Boredom needs challenge. Discomfort. More.
If you're burnt out and you pile on more work, you'll break. If you're bored and you take a holiday, you'll come back refreshed for about 48 hours, then slip straight back into autopilot. I've seen leaders take two weeks off and slide right back into the same dull ache. It wasn't the workload making them miserable. It was the absence of anything worth being curious about.
And here's the thing we don't talk about: rest doesn't fix boredom. It makes it worse. You sit on a beach, you feel better, and then you come back to the same meetings, the same problems you solved three years ago, and the same overwhelming feeling of... "is this it?"
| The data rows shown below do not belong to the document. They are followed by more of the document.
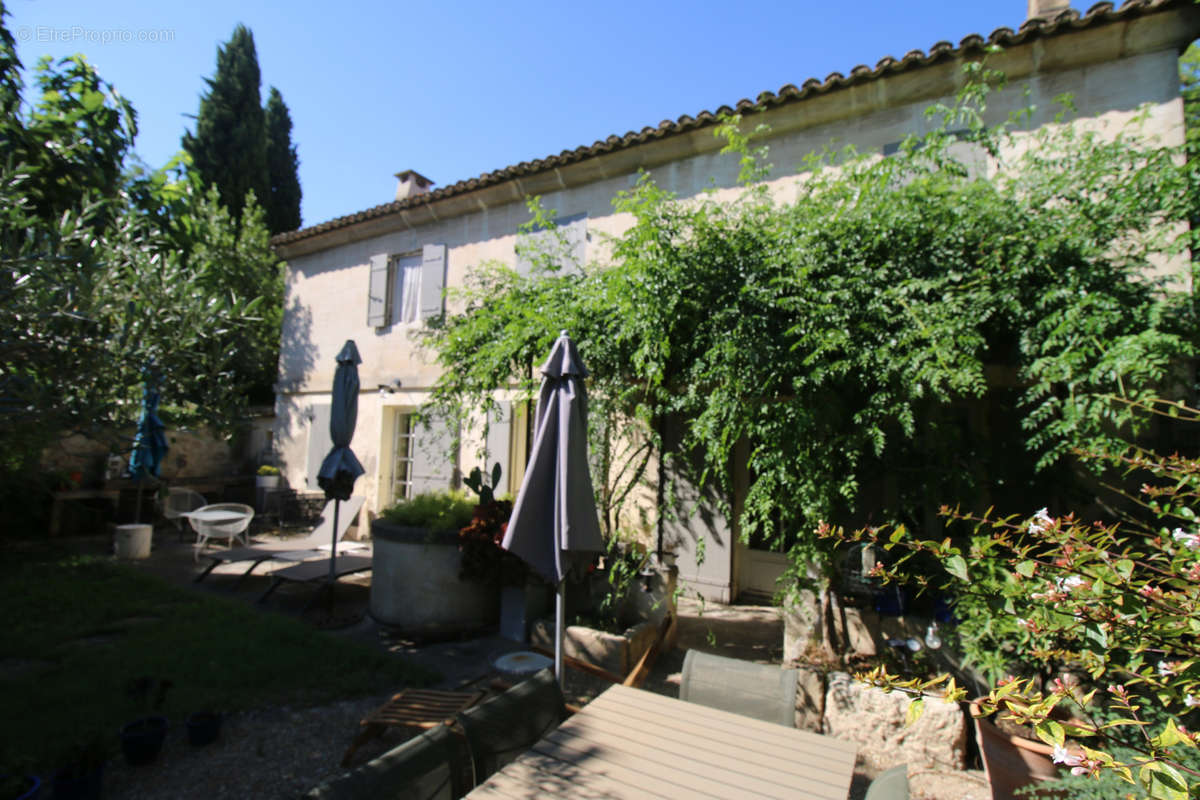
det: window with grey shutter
[306,403,334,492]
[421,245,446,319]
[367,253,392,327]
[516,213,588,275]
[412,416,458,495]
[484,403,515,497]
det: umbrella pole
[325,498,342,612]
[554,581,566,688]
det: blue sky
[6,0,1086,231]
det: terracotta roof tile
[271,0,1189,245]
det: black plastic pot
[52,764,104,800]
[187,711,221,747]
[121,717,167,766]
[0,772,42,800]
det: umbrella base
[113,524,154,559]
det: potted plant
[121,678,172,766]
[54,733,110,800]
[254,464,281,489]
[458,463,552,642]
[370,492,498,637]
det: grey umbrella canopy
[500,331,604,681]
[317,339,366,588]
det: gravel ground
[42,536,990,800]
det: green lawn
[0,558,437,772]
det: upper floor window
[367,245,446,327]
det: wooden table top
[468,686,856,800]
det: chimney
[396,170,434,201]
[1028,0,1070,19]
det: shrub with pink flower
[830,402,1200,800]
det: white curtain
[398,260,421,323]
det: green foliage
[463,462,500,505]
[588,535,650,633]
[426,73,1198,577]
[0,7,282,489]
[0,559,437,774]
[379,492,475,531]
[844,401,1200,799]
[458,498,533,587]
[265,86,301,235]
[184,24,271,225]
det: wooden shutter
[306,403,334,492]
[367,253,391,327]
[413,417,458,495]
[482,403,516,497]
[421,245,446,319]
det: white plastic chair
[161,488,209,537]
[187,503,254,560]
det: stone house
[272,0,1200,601]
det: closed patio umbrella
[317,339,365,589]
[130,366,169,523]
[500,331,604,682]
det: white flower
[1055,575,1087,591]
[1051,745,1080,766]
[1171,528,1200,551]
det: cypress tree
[184,24,270,222]
[264,86,300,235]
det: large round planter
[113,524,154,559]
[121,717,167,766]
[971,702,1058,800]
[368,519,500,637]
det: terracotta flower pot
[971,700,1058,800]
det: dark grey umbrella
[317,339,366,589]
[500,331,604,681]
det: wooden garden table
[468,686,856,800]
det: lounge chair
[679,650,796,728]
[458,668,566,786]
[196,495,366,584]
[304,726,472,800]
[258,555,372,609]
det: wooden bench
[342,688,487,766]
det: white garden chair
[184,503,254,560]
[161,488,209,537]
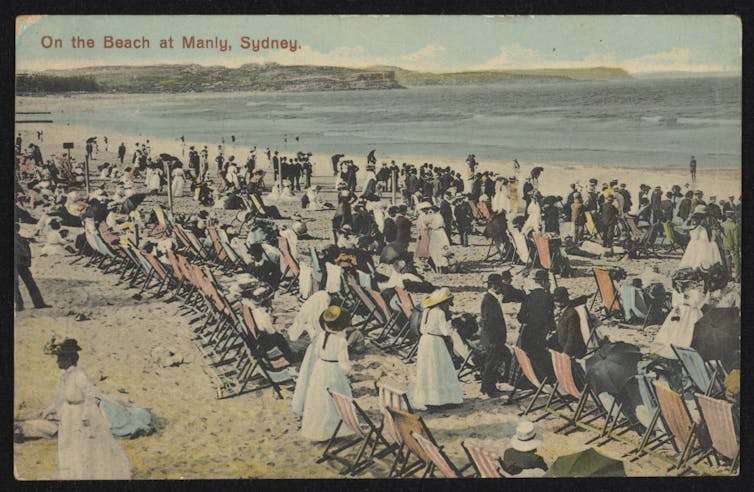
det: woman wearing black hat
[301,306,352,441]
[42,338,131,480]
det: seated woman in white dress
[410,287,463,410]
[301,306,352,441]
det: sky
[16,15,741,74]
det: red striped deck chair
[278,236,301,292]
[654,381,699,470]
[545,349,607,435]
[207,225,229,263]
[411,432,471,478]
[508,346,552,416]
[241,303,291,399]
[387,408,430,478]
[372,381,414,469]
[317,388,390,475]
[694,393,741,474]
[532,231,558,287]
[590,267,623,319]
[461,441,505,478]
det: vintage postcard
[13,15,742,480]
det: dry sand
[14,127,740,480]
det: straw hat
[319,306,351,333]
[511,420,542,453]
[422,287,453,308]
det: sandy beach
[13,125,741,480]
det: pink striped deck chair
[532,231,558,287]
[545,349,607,434]
[411,432,471,478]
[694,393,741,474]
[653,381,699,470]
[590,267,623,318]
[317,388,390,475]
[387,408,431,478]
[511,346,552,415]
[461,441,505,478]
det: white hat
[511,420,542,453]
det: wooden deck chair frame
[411,432,471,478]
[461,441,506,478]
[508,344,554,420]
[694,393,741,475]
[387,408,431,478]
[278,236,301,292]
[317,388,390,475]
[532,231,558,287]
[545,349,607,435]
[589,267,623,319]
[670,343,725,396]
[653,381,702,470]
[370,381,414,470]
[236,303,290,399]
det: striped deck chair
[317,388,390,475]
[589,267,623,319]
[545,349,607,435]
[411,432,471,478]
[694,393,741,475]
[584,210,601,239]
[532,231,558,287]
[387,408,432,478]
[241,303,291,399]
[508,346,553,420]
[654,381,702,470]
[174,224,209,260]
[670,343,725,396]
[461,441,506,478]
[278,236,301,292]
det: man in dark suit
[15,224,50,311]
[518,270,555,381]
[479,273,511,397]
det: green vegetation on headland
[16,63,629,94]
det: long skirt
[301,358,353,441]
[411,335,463,410]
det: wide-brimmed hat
[319,306,351,333]
[45,338,81,355]
[511,420,542,453]
[422,287,453,307]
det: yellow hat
[422,287,453,307]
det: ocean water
[17,77,741,167]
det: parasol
[586,342,642,396]
[545,448,626,478]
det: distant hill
[16,63,629,94]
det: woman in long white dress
[429,209,450,271]
[301,306,352,441]
[288,290,330,416]
[678,206,723,269]
[42,338,131,480]
[652,281,706,359]
[410,287,463,410]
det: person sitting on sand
[503,420,547,476]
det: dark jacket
[557,306,586,359]
[503,448,547,475]
[479,292,506,347]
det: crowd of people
[16,133,741,478]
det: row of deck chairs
[514,340,740,473]
[318,383,544,478]
[75,207,292,398]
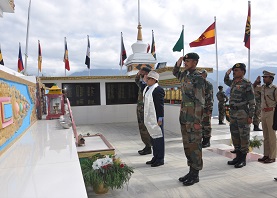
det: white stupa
[125,0,157,76]
[0,0,14,17]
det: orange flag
[189,22,215,47]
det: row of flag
[0,36,90,72]
[173,2,251,52]
[0,2,251,72]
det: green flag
[173,30,184,52]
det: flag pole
[23,0,31,74]
[248,1,251,80]
[120,32,123,76]
[214,16,219,87]
[63,37,66,76]
[182,25,185,56]
[87,35,90,76]
[38,40,39,77]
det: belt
[230,105,247,110]
[182,102,194,107]
[263,107,274,112]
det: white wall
[71,104,137,125]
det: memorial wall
[0,70,37,154]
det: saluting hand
[226,68,232,75]
[177,56,184,67]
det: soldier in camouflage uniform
[135,67,152,155]
[200,69,214,148]
[216,86,228,124]
[173,53,206,186]
[253,84,262,131]
[224,63,255,168]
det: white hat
[147,71,160,81]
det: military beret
[147,71,160,81]
[232,63,246,71]
[263,70,275,77]
[141,66,151,73]
[183,52,199,60]
[200,69,208,74]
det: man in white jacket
[143,71,165,167]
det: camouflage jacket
[135,75,146,105]
[216,91,228,103]
[204,80,214,112]
[254,87,262,105]
[173,64,206,123]
[224,74,255,118]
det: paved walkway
[77,120,277,198]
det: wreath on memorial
[249,135,263,149]
[81,154,134,190]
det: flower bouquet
[81,154,134,192]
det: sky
[0,0,277,76]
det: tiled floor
[77,120,277,198]
[0,120,87,198]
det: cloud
[0,0,277,76]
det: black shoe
[183,176,199,186]
[179,172,191,182]
[146,159,155,165]
[151,162,164,167]
[202,137,211,148]
[138,147,152,155]
[230,149,238,153]
[227,150,240,165]
[258,156,268,162]
[183,167,199,186]
[235,153,247,168]
[253,125,262,131]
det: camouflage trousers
[181,122,203,170]
[227,109,250,154]
[202,113,212,137]
[137,104,152,147]
[218,102,225,122]
[253,103,261,126]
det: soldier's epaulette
[242,78,251,83]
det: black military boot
[179,167,192,182]
[235,153,247,168]
[202,137,211,148]
[138,146,152,155]
[253,125,262,131]
[183,167,199,186]
[227,150,238,165]
[218,121,226,125]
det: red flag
[244,1,251,49]
[17,43,24,72]
[189,22,215,47]
[63,37,70,71]
[151,30,157,59]
[146,43,150,53]
[119,32,127,67]
[38,41,42,72]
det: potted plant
[249,135,263,152]
[80,154,134,194]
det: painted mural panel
[0,73,37,154]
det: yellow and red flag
[244,1,251,49]
[63,37,70,71]
[38,41,42,72]
[17,43,24,72]
[189,22,215,47]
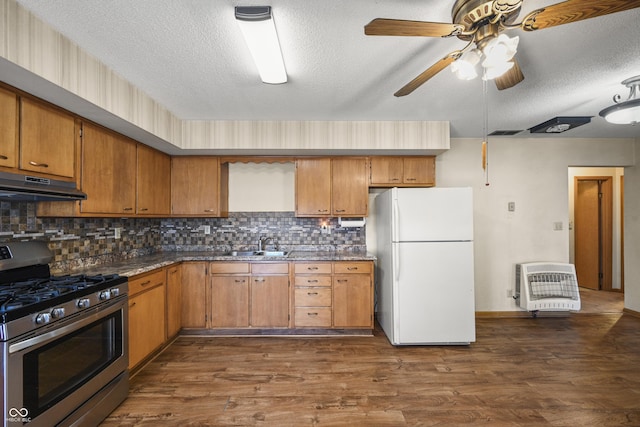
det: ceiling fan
[364,0,640,96]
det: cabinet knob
[29,161,49,168]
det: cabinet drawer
[129,268,166,297]
[295,262,331,274]
[295,276,331,287]
[209,262,249,274]
[334,261,371,274]
[251,262,289,274]
[295,288,331,311]
[295,307,331,328]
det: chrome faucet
[258,236,273,252]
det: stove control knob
[36,313,51,325]
[51,307,64,319]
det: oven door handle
[9,299,127,354]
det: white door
[394,242,475,344]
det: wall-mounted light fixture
[235,6,287,84]
[600,76,640,125]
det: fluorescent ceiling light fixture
[235,6,287,84]
[600,76,640,125]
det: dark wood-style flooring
[102,294,640,427]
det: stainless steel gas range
[0,242,129,427]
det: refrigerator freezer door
[387,242,475,345]
[393,187,473,242]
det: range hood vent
[0,172,87,202]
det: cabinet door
[180,262,208,329]
[331,157,369,217]
[403,157,436,186]
[171,156,228,217]
[251,276,289,328]
[20,98,76,178]
[129,284,165,368]
[370,157,403,186]
[136,144,171,215]
[211,276,249,328]
[0,89,18,168]
[296,159,331,217]
[333,274,373,328]
[80,123,136,215]
[167,265,182,338]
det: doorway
[574,176,613,291]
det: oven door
[5,296,128,427]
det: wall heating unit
[514,262,580,314]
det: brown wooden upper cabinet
[136,144,171,216]
[0,89,19,168]
[296,157,369,217]
[369,156,436,187]
[80,123,136,215]
[20,98,76,179]
[171,156,229,217]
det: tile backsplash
[0,201,366,268]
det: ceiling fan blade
[495,59,524,90]
[393,51,462,97]
[522,0,640,31]
[364,18,464,37]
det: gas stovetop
[0,274,127,323]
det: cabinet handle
[29,161,49,168]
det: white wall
[436,138,640,311]
[624,142,640,312]
[229,163,295,212]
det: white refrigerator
[375,188,476,345]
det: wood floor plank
[102,313,640,427]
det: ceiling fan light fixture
[482,61,515,80]
[482,34,520,68]
[235,6,287,84]
[451,49,481,80]
[600,76,640,125]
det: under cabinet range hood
[0,172,87,201]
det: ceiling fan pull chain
[482,70,489,186]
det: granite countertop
[62,251,376,277]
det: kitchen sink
[225,251,289,257]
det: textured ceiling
[12,0,640,138]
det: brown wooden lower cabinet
[129,268,166,369]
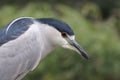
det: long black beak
[67,39,89,60]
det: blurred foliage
[0,0,120,80]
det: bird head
[36,18,88,59]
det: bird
[0,17,89,80]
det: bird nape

How Leaders Lose Their Curiosity
Nobody wakes up one morning and decides to stop being curious. It happens slowly.
They promote you because you're good at your work. You know the answers. People come to you for solutions. And gradually, without noticing, you shift from learning mode to expert mode. You stop asking questions. You start having answers.
The system rewards this. Your boss wants decisions, not questions. Your team wants direction, not open-ended exploration. Every meeting, every quarter, every planning cycle pulls you further into "knowing" and further from wondering.
A 2022 study published in Organizational Behavior and Human Decision Processes found something striking: when leaders display curiosity, it signals to followers the environment is safe for taking risks. Leader curiosity creates psychological safety. When you stop being curious, your team stops speaking up.
Here's what the slide into boredom looks like:
- Year one: You're absorbing everything. New challenges every day.
- Year three: You've seen most problems before. You know the playbook.
- Year five: The same meetings. The same decisions. The same complaints.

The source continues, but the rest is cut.